Triangle Center - Formal Definition

Formal Definition

A real-valued function f of three real variables a, b, c may have the following properties:

• Homogeneity: f(ta,tb,tc) = tn f(a,b,c) for some constant n and for all t > 0.
• Bisymmetry in the second and third variables: f(a,b,c) = f(a,c,b).

If a non-zero f has both these properties it is called a triangle center function. If f is a triangle center function and a, b, c are the side-lengths of a reference triangle then the point whose trilinear coordinates are f(a,b,c) : f(b,c,a) : f(c,a,b) is called a triangle center.

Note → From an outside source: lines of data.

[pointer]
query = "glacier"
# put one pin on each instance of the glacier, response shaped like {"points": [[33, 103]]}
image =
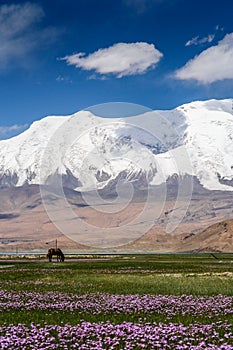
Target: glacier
{"points": [[88, 152]]}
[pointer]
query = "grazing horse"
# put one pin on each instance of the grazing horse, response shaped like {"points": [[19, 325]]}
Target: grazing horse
{"points": [[57, 252]]}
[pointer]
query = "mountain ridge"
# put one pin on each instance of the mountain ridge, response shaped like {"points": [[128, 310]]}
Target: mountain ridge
{"points": [[88, 151]]}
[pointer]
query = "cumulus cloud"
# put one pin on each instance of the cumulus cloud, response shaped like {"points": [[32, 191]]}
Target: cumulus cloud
{"points": [[198, 41], [20, 33], [121, 59], [213, 64], [9, 131]]}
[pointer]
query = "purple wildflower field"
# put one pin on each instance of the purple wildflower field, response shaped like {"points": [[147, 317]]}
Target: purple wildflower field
{"points": [[126, 335], [97, 303], [96, 336]]}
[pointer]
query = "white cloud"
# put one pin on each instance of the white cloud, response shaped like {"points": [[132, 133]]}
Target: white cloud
{"points": [[19, 32], [213, 64], [198, 41], [8, 131], [121, 59]]}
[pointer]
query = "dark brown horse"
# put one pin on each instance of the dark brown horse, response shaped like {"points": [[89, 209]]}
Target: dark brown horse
{"points": [[57, 252]]}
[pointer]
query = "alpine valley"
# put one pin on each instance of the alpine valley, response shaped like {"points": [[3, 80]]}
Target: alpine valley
{"points": [[175, 167]]}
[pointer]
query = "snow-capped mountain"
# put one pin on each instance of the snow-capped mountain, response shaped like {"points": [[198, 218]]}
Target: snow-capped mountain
{"points": [[87, 151]]}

This definition ensures that triangle centers of similar triangles meet the invariance criteria specified above. By convention only the first of the three trilinear coordinates of a triangle center is quoted since the other two are obtained by cyclic permutation of a, b, c. This process is known as cyclicity.

Every triangle center function corresponds to a unique triangle center. This correspondence is not bijective. Different functions may define the same triangle center. For example the functions f₁(a,b,c) = 1/a and f₂(a,b,c) = bc both correspond to the centroid. Two triangle center functions define the same triangle center if and only if their ratio is a function symmetric in a, b and c.

Even if a triangle center function is well-defined everywhere the same cannot always be said for its associated triangle center. For example let f(a, b, c) be 0 if a/b and a/c are both rational and 1 otherwise. Then for any triangle with integer sides the associated triangle center evaluates to 0:0:0 which is undefined.